Data-Centric Computing has emerged as a critical paradigm shift in response to the limitations of traditional CPU-centric computing models. As CPU performance improvements based on Dennard scaling and Moore's Law have reached their limits, the challenge of handling large amounts of data efficiently has become paramount. This workstream focuses on exploring and developing Data-Centric Computing technologies that prioritize optimal computation placement based on data location and computational complexity rather than simply moving all data to the CPU for processing.

The shift towards Data-Centric Computing is driven by the need for power-efficient data handling and the limitations of bandwidth in traditional models. This approach builds upon the success of domain-specific computing architectures, such as graphics and network cards, and has expanded to include various accelerators. In environments where power efficiency is crucial, such as hyperscaler data centers, ASICs and FPGAs are increasingly used to offload and accelerate OS, security, and data processing tasks.

Scope

The scope of this workstream encompasses the horizontal integration of various Data-Centric Computing technologies. While not focusing on defining individual technologies, this workstream aims to create a cohesive framework that allows different data-centric approaches to work together seamlessly. The technologies under consideration include:

  1. Computational Storage: Technologies that bring computation closer to data storage locations.
  2. In-Memory Processing: Techniques for performing computations directly within memory arrays.
  3. Near-Memory Processing: Architectures that position computational units in close proximity to memory.
  4. Data Processing Units (DPUs): Specialized network processors designed for data-centric tasks.

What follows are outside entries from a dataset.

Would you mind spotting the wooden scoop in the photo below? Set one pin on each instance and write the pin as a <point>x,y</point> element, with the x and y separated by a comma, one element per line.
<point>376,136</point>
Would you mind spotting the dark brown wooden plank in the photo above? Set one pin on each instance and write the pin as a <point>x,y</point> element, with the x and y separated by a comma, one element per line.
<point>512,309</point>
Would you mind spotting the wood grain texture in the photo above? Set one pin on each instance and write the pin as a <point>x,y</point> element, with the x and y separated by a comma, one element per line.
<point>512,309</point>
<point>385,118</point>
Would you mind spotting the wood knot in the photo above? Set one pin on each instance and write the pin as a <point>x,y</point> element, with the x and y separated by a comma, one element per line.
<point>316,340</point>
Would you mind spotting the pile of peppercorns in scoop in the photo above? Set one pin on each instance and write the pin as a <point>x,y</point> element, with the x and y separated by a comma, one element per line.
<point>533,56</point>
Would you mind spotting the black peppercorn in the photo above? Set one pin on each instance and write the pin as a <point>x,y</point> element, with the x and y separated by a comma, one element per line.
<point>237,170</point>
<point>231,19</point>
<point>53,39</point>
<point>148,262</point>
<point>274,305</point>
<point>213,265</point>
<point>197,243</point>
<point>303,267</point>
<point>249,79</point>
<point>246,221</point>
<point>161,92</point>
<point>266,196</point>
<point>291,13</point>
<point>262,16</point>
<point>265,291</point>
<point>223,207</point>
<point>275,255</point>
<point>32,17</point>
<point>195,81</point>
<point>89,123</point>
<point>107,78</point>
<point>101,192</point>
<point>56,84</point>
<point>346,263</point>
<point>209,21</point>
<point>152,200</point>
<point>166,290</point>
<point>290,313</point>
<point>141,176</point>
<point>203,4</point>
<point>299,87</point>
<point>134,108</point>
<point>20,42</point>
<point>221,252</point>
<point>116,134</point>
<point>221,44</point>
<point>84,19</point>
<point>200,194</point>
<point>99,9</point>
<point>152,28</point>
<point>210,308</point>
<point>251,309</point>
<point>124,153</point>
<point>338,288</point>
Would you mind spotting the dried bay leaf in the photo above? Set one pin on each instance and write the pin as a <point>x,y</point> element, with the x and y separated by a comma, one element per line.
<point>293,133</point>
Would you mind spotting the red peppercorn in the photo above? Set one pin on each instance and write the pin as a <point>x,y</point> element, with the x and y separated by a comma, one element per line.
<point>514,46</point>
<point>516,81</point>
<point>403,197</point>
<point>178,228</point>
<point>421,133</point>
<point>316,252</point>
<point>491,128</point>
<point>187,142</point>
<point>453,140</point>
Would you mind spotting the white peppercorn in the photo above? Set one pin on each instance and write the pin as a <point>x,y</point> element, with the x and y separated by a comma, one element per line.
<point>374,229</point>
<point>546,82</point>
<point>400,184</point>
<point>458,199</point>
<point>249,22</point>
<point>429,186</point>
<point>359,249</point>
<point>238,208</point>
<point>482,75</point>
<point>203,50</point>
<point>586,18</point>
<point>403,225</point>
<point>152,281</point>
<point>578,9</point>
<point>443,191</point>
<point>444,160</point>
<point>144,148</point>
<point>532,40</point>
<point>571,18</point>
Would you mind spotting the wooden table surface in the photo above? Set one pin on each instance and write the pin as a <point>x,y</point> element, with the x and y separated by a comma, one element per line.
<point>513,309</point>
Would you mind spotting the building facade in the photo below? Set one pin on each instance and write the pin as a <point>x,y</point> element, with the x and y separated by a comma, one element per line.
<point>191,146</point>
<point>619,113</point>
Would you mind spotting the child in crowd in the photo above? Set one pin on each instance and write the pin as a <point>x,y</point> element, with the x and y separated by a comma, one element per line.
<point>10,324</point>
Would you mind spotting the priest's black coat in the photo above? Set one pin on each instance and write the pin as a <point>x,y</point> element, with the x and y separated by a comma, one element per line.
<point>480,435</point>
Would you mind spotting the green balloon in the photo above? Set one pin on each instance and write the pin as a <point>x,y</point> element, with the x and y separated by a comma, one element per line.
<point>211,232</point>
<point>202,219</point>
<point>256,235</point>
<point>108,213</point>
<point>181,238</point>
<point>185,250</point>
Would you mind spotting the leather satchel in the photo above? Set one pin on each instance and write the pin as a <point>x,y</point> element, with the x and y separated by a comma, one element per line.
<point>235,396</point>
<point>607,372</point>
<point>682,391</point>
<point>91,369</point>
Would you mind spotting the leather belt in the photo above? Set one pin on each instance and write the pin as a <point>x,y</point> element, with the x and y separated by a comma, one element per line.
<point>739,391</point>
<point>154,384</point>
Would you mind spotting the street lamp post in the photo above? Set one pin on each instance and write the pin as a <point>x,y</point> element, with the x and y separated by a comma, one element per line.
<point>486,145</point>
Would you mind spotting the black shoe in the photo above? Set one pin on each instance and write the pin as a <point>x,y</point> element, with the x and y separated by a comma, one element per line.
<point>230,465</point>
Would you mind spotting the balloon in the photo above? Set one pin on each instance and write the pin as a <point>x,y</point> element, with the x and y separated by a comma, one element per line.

The primary focus of this workstream is on developing methods for horizontal integration across these technologies, enabling their combined use in a more natural and efficient manner. To achieve this, the workstream addresses three key areas:

  1. Common Computing Interface: Developing a standardized interface that allows heterogeneous data-centric technologies to communicate and interact effectively.
  2. Resource Discovery and Management: Creating systems and protocols for identifying, allocating, and managing diverse data-centric computing resources within a unified framework.
  3. Sustainable Scaled Computing: Ensuring that the integrated data-centric computing solutions can scale efficiently while maintaining sustainability in terms of power consumption and resource utilization.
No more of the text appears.